First, the way President Trump seems to be making his stance more palatable to the masses is by saying that the reason he must restrict people’s ability to vape is that it is important to “protect the kids.” There are two fallacies in this argument.
First, he is ignoring that the damage vaping has done is minuscule in the big picture. Since the beginning of the vaping “epidemic,” 33 people have died. That is obviously far too many, but to say that we should severely restrict vaping for this reason but not tobacco or alcohol, which kill 8.5 million people each year worldwide, is insane.
Not to mention that many states are not only in the process of legalizing marijuana but also decriminalizing harder drugs. This is not to say that we should criminalize any of these substances, but it is to say that it does not make sense why President Trump sees vaping as a unique evil that deserves to be disproportionately regulated while his administration is not instead focusing on much bigger problems.
The second issue with his “protect the kids” defense is that President Trump fails to acknowledge the real reason people have been dying from vaping. The reason is not that they are using legally bought vapes, but because they are ingesting chemicals that are only in vapes found on the black market. NBC News says, “There’s now solid evidence that vitamin E oil found in bootleg THC vape products is behind at least some of the 2,000-plus severe vaping-related lung injuries nationwide.”
The keyword there is “bootleg.” If President Trump truly wants to prevent young people from falling ill as a result of vaping, then he would be working to ensure people are buying legally. He would not be pushing them into the black market, where they will be more likely to get vapes laced with vitamin E acetate. Raising the age to buy vapes to 21 pushes everybody under that age to buy the very vapes that pose the most serious health risks.

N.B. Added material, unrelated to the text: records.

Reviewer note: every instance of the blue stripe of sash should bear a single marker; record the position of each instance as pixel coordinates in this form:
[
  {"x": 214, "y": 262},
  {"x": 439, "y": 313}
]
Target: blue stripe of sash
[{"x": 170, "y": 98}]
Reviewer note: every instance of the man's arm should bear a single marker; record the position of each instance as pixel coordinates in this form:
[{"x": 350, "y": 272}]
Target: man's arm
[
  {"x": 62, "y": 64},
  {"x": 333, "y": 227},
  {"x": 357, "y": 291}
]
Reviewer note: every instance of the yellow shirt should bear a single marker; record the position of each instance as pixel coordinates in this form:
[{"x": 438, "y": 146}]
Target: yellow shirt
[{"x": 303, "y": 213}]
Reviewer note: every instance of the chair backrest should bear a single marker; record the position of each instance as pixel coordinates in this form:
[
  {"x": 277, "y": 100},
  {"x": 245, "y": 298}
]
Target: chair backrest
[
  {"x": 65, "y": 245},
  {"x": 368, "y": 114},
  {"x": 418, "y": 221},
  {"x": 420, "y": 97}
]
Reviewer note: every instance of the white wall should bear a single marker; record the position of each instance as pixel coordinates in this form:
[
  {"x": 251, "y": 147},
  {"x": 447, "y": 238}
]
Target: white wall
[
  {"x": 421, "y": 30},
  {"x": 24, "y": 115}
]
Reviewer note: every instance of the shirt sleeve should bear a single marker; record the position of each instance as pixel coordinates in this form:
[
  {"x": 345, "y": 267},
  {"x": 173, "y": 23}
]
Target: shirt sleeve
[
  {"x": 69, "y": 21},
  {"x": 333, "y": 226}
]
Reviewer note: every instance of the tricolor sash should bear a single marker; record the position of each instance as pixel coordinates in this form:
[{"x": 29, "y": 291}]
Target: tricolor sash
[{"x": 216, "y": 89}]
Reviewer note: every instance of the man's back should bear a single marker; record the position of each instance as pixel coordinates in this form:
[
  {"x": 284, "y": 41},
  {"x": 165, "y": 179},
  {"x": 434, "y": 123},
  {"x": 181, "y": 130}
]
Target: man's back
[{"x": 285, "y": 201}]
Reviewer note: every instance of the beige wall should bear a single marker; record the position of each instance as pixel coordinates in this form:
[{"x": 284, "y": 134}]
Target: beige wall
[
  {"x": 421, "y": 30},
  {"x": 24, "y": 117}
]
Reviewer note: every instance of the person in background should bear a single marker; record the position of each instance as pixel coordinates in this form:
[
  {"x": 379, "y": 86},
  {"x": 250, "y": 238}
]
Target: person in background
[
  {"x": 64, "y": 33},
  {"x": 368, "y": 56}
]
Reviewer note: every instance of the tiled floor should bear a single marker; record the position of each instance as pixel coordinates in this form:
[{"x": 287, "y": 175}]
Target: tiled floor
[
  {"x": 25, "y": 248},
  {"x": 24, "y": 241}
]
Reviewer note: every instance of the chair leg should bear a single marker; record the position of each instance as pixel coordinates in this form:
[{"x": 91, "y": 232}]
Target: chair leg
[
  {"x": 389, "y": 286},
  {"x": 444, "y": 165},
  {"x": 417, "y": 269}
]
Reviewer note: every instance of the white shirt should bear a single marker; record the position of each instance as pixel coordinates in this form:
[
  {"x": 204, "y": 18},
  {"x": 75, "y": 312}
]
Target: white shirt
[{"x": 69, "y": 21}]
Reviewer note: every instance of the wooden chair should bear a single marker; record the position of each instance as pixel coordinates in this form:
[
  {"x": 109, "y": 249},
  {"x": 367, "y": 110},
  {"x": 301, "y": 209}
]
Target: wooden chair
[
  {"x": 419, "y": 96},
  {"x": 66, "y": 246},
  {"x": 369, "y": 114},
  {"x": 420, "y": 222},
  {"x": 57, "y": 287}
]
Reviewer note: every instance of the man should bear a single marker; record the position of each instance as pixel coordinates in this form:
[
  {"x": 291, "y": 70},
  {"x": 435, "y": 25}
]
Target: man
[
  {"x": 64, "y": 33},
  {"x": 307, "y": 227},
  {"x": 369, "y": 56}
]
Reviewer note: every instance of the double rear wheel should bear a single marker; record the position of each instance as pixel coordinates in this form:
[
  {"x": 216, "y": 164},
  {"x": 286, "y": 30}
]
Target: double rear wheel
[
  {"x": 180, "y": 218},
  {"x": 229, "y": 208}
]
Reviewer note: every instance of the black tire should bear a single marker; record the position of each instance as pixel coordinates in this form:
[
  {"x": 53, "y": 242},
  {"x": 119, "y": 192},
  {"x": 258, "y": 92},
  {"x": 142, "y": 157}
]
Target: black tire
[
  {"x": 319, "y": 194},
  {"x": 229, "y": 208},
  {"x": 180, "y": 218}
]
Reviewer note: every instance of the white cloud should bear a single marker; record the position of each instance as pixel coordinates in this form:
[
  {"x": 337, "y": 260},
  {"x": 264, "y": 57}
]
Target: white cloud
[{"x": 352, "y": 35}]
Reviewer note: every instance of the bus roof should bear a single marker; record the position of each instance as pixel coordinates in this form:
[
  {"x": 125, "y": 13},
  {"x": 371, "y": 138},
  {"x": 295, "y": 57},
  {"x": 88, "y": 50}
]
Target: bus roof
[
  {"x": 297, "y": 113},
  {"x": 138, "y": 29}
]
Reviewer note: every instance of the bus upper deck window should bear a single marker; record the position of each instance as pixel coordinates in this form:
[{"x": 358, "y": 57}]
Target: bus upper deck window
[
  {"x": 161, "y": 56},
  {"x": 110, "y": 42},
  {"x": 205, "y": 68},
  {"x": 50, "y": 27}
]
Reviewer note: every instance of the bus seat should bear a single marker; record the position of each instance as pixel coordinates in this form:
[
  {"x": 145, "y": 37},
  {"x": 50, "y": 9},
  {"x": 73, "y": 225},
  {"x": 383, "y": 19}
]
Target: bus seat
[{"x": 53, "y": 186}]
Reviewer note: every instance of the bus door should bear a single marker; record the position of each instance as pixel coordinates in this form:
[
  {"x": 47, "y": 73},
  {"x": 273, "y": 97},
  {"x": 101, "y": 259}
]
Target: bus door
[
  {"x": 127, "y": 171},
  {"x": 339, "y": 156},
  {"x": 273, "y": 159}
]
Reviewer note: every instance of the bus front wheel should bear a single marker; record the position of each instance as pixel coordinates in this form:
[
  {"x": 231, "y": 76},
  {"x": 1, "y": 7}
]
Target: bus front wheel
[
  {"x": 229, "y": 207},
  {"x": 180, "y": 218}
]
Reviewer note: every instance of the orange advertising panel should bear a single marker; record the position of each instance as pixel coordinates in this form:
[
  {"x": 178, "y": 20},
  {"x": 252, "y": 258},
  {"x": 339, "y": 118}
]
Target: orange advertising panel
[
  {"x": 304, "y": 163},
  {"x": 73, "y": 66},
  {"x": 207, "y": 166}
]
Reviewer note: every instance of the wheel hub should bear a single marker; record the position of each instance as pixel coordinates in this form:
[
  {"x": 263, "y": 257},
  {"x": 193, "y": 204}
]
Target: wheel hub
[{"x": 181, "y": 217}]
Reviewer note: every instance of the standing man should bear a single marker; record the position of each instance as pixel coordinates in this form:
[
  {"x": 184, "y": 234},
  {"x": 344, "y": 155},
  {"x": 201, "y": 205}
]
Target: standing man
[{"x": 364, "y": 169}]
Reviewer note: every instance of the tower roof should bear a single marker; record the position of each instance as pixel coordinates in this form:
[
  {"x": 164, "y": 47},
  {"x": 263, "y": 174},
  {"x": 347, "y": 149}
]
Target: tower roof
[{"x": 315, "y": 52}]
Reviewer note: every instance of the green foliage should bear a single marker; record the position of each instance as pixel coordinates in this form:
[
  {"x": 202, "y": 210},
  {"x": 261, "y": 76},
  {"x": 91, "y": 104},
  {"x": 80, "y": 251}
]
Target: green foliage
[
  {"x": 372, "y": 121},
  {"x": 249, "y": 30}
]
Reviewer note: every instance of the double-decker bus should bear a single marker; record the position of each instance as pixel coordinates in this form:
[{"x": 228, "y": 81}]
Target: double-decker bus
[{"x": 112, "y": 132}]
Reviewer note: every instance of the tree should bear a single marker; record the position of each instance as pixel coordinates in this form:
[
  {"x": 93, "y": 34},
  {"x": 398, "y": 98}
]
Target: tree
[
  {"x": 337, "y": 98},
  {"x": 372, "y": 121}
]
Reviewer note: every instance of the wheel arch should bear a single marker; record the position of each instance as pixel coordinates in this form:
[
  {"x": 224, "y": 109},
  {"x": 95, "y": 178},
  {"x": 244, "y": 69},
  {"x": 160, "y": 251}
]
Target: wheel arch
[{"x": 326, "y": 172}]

The second main reason the restrictions being pushed by the Trump administration are misguided is that to enact the sorts of restrictions they are pursuing would ignore basic conservative principles. Government has no place in regulating the behavior of legal adults as long as that behavior is not infringing on the rights of anybody else.
To say that an 18-year-old—somebody who is a legal adult in the United States—is not permitted to use a product that may have adverse health risks simply because the government says so is absurd. One of the central tenets of freedom is the idea that each person should be free to make whatever decisions he pleases as long as it does not harm anybody else. Instead, the Trump administration seems to believe that it is their duty to protect people from themselves. Yet the job of the government is to protect me from other people, not to protect me from my own poor decision making.
There is no doubt that too many young people are using vapes, but to say that any of the regulations I discussed above are the be-all-end-all solution would be to have a misinformed view of the real issue. If we really want to curb the use of vapes among young people, then I would look to solutions that do not include government compulsion under the thin veil of just wanting to “protect the children.”